A rua da Assembléia era um antro de marginais que não existia igual. O malandro saia da prisão sem eira nem beira e ia parar neste lugar onde a única coisa a fazer era lavar carros – que ficavam nos dois lados da rua -, vender maconha, bater uma bolinha e papear com prostitutas que esperavam a noite chegar para seguir até a praça João Mendes onde faziam o "trottoir." Nossa casa de madeira ficava dentro de um grande estacionamento, sem dúvida, o maior do centro e era protegida por muros bem altos.
Por ser bem próxima ao centro, nossa casa era sempre procurada por camelôs que queriam guardar muambas que eles vendiam nas redondezas. Tínhamos um grande galpão com bastante espaço. Dona Virginia, que era uma santa, ajudava estas pessoas. Jacinto, uma dessas pessoas, morador em São Miguel Paulista, homem trabalhador, honesto, pai de doze filhos, vendedor de churrasquinhos na praça João Mendes.
Certa noite, ele chegou com o seu DKW carregado de latas de vinte litros cheias de espetinhos. Descarregou algumas latas em casa para serem guardadas, e algumas ficaram no carro que ele levaria para iniciar o trabalho da noite. Como ainda era cedo, começamos a conversar sobre a bomba que explodira nas oficinas do jornal Estadão e sobre a situação política geral. O Jacinto, apesar de não ter estudos, tinha sede de conhecimento e tudo a ele lhe interessava.

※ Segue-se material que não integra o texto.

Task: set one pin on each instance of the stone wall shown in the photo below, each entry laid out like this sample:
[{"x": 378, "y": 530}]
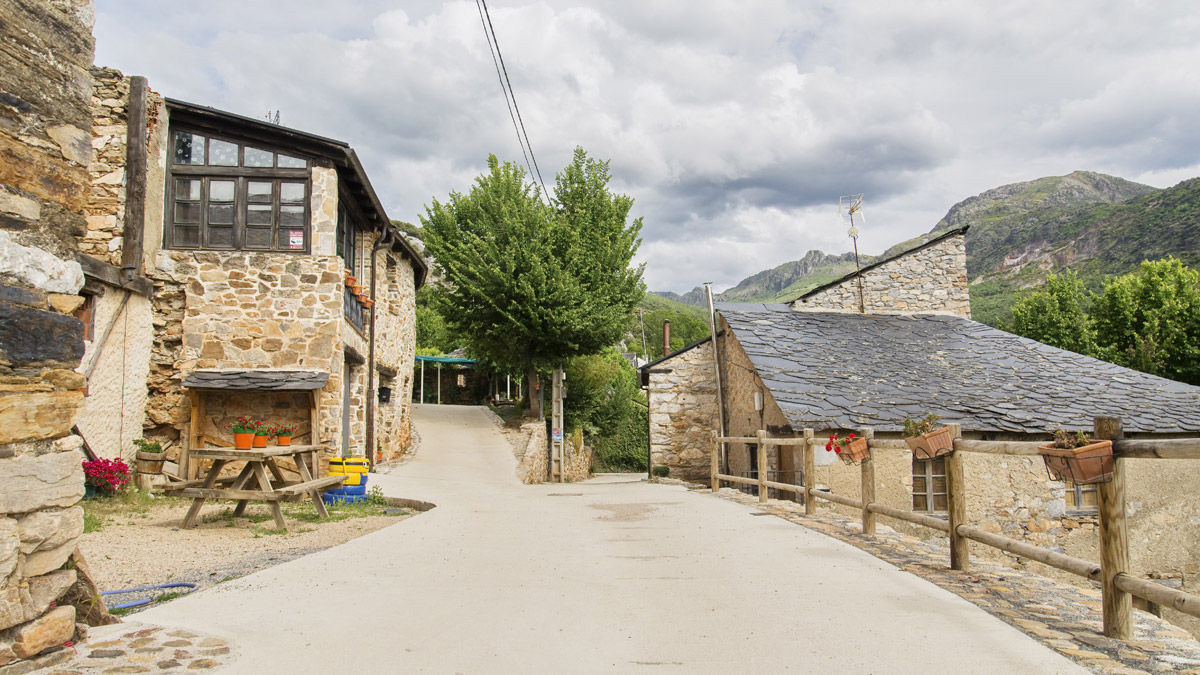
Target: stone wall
[
  {"x": 929, "y": 279},
  {"x": 46, "y": 49},
  {"x": 395, "y": 315},
  {"x": 683, "y": 412}
]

Lá estavam ele, eu, meu tio João, meu primo Jonas, e um empregado do meu tio Ribeiro num círculo. De repente, sem que ninguém esperasse, apareceu um desses lavadores de carros, todo drogado e disse que iria matar alguém naquela noite. Imediatamente, sacou uma enorme faca que trazia escondida e avançou no meio do circulo onde estávamos.
O pobre Jacinto foi a vítima. Corri para dentro de casa com o meu primo, trouxemos um litro de álcool e uma toalha para tentar estancar o sangue enquanto meu tio chamava a ambulância. Jacinto foi levado ao hospital e, devido aos ferimentos recebidos, depois de duas semanas veio a falecer deixando todos nós enlutados.